Module 5. Search and Storage Inverted Indexes for Search, Elastic Search, Semantic Hashing, Vector Representations of Data.
Module 6. Similarity Search, Local Sensitive Hashing, Spatial Indexing
Module 7. Deep Learning Principles: Gradient Descent, Backpropagation, Feedforward Networks, Activation Functions, SoftMax.
Module 8. Deep Learning for Classification, Retrieval, and Labeling. Convolutional Networks for Sentiment Analysis, Text Classification, Neural Information Retrieval, and Named Entity Recognition.
Module 9. Selected Topics from:
a. Language Models for Retrieval and Prediction, Recurrent Neural Networks, LSTMs, Seq2Seq
b. Semantic Analysis. LSTMs with Attention, Neural Machine Translation.
c. Question Answering and Structured Data
d. Graph Streaming Algorithms and Classical Combinatorial Problems.
Since we are focusing on the latest research and technology, this course does not strictly follow any designated coursebook. However, the following (optional) books may be useful.
- Holden Karau et al. Learning Spark. Lightning-Fast Data Analysis. O'Reilly, 2015.
Note: The book is helpful but not required, especially since this is a fast-paced field and some of the latest changes to Spark are not yet covered in the book.
- Jure Leskovec, Anand Rajaraman, Jeff Ullman.

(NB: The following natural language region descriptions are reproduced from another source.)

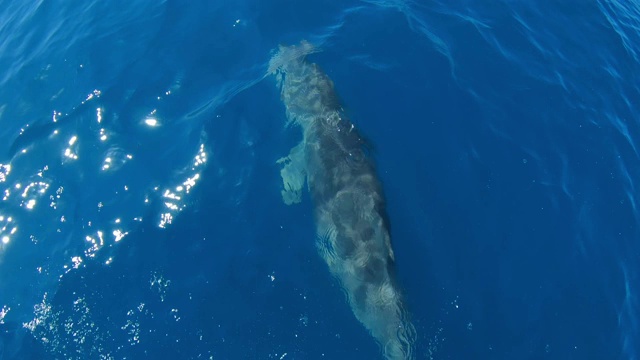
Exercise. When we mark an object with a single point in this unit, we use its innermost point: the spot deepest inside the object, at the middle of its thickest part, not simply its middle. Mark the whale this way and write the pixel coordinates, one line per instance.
(334, 161)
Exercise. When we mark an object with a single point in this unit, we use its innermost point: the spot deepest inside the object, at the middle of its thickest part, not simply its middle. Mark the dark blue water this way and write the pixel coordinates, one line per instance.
(146, 221)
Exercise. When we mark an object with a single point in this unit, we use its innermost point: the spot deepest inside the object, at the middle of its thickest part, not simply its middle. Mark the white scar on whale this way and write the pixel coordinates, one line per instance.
(352, 229)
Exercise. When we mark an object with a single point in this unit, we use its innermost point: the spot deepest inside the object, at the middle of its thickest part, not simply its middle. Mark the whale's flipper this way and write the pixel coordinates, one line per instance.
(293, 175)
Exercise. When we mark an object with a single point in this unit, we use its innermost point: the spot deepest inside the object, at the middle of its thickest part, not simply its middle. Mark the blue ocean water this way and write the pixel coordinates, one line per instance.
(141, 214)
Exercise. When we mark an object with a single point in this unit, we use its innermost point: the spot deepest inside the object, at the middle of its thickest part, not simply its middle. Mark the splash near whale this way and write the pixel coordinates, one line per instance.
(352, 230)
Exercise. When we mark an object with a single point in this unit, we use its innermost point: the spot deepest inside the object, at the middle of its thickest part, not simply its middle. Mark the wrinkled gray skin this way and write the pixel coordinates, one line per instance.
(352, 230)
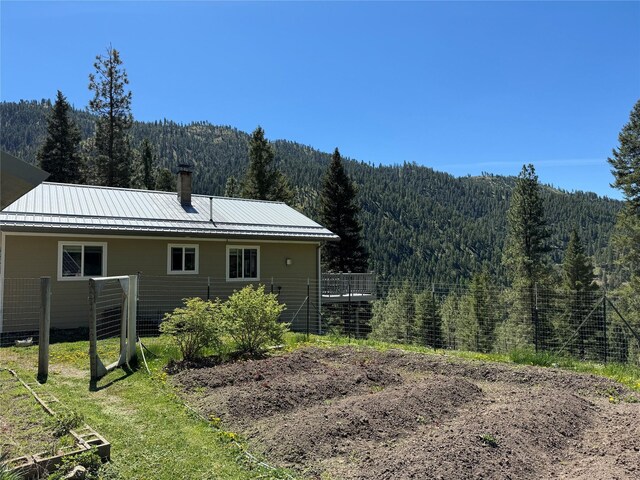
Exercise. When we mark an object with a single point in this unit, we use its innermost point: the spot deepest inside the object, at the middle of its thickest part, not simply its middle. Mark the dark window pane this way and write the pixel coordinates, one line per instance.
(250, 263)
(176, 259)
(71, 260)
(235, 262)
(190, 259)
(92, 261)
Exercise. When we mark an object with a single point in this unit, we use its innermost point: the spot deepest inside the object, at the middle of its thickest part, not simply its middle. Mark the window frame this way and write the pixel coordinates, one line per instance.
(243, 278)
(62, 244)
(171, 246)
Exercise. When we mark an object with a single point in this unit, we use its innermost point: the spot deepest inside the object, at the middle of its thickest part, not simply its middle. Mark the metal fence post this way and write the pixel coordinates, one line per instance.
(308, 302)
(605, 345)
(534, 315)
(132, 315)
(45, 324)
(93, 334)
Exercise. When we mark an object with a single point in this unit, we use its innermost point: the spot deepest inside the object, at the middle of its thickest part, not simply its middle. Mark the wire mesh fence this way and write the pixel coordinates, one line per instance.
(162, 294)
(586, 325)
(20, 311)
(109, 306)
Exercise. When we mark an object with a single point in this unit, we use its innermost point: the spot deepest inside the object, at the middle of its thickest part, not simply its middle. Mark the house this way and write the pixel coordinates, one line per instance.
(181, 245)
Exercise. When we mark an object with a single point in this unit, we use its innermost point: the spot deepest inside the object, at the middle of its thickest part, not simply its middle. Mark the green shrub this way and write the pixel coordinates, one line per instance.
(5, 473)
(89, 460)
(194, 327)
(251, 319)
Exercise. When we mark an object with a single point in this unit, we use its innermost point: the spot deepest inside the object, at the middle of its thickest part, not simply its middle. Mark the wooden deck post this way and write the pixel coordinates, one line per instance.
(45, 324)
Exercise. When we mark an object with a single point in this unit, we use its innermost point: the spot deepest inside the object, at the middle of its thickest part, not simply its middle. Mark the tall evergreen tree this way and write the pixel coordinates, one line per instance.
(526, 250)
(579, 283)
(626, 170)
(232, 187)
(577, 266)
(485, 309)
(339, 212)
(59, 155)
(147, 165)
(428, 320)
(263, 181)
(165, 180)
(112, 104)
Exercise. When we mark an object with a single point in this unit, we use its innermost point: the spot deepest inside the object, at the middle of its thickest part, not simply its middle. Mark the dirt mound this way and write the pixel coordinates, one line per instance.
(340, 428)
(357, 413)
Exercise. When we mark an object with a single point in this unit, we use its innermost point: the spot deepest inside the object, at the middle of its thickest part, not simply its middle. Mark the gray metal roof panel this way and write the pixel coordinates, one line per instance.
(52, 205)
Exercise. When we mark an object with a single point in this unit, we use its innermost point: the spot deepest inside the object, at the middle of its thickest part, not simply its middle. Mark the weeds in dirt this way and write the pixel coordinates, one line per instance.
(66, 421)
(5, 472)
(626, 374)
(489, 440)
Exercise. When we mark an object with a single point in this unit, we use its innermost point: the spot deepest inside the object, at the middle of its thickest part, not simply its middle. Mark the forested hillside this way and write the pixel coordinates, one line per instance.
(418, 223)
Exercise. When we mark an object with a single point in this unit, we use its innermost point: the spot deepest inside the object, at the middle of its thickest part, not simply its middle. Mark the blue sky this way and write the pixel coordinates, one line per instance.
(461, 87)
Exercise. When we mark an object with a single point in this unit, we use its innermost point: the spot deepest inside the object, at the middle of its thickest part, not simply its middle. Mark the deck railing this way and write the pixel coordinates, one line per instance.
(345, 284)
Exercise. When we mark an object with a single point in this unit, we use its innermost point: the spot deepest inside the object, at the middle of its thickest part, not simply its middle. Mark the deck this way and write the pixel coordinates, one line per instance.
(348, 287)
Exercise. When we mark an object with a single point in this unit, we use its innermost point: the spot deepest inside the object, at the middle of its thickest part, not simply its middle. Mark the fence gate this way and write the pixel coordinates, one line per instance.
(112, 315)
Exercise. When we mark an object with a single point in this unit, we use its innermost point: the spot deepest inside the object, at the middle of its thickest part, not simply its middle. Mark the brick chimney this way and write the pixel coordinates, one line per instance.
(184, 184)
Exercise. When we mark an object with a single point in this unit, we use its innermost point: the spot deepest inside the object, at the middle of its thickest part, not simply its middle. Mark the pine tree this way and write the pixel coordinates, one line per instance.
(579, 283)
(146, 156)
(428, 319)
(485, 310)
(339, 213)
(232, 188)
(526, 251)
(165, 180)
(626, 170)
(59, 155)
(263, 181)
(112, 104)
(626, 161)
(577, 266)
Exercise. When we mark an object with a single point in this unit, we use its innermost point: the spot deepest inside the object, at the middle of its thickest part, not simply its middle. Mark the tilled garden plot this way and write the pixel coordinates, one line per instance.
(349, 413)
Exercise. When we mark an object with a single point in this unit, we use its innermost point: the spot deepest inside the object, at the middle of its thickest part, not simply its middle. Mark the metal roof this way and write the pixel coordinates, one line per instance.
(17, 178)
(72, 208)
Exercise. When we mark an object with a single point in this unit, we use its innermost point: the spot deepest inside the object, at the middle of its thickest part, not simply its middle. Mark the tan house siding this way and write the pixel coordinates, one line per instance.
(33, 256)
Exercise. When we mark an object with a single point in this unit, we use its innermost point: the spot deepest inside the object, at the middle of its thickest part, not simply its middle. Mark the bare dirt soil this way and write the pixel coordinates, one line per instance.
(355, 413)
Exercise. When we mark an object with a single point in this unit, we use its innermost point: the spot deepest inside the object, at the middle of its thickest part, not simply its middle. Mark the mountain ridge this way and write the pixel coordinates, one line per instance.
(419, 223)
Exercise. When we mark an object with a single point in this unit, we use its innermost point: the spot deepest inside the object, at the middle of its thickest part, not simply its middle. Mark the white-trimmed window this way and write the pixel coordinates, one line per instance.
(182, 259)
(243, 262)
(81, 260)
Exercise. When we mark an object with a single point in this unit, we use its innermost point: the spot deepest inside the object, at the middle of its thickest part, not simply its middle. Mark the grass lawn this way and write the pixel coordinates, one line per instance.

Mining of Massive Datasets
Note: Available for free online.
- Yoav Goldberg. A Primer on Neural Network Models for Natural Language Processing
- Expected Work: The main course requirement will be a semester-long course project, involving Apache Spark and/or Deep Learning. See Course Project Slides for details. Related to the course project, there will be homework and reading assignments during the semester. Additionally, there will be small in-class quizzes.
- Learning Goals:
The objective is to get trained on the major skills necessary to manage (store, retrieve, query, analyze, and learn) from very large amounts of structured and unstructured data.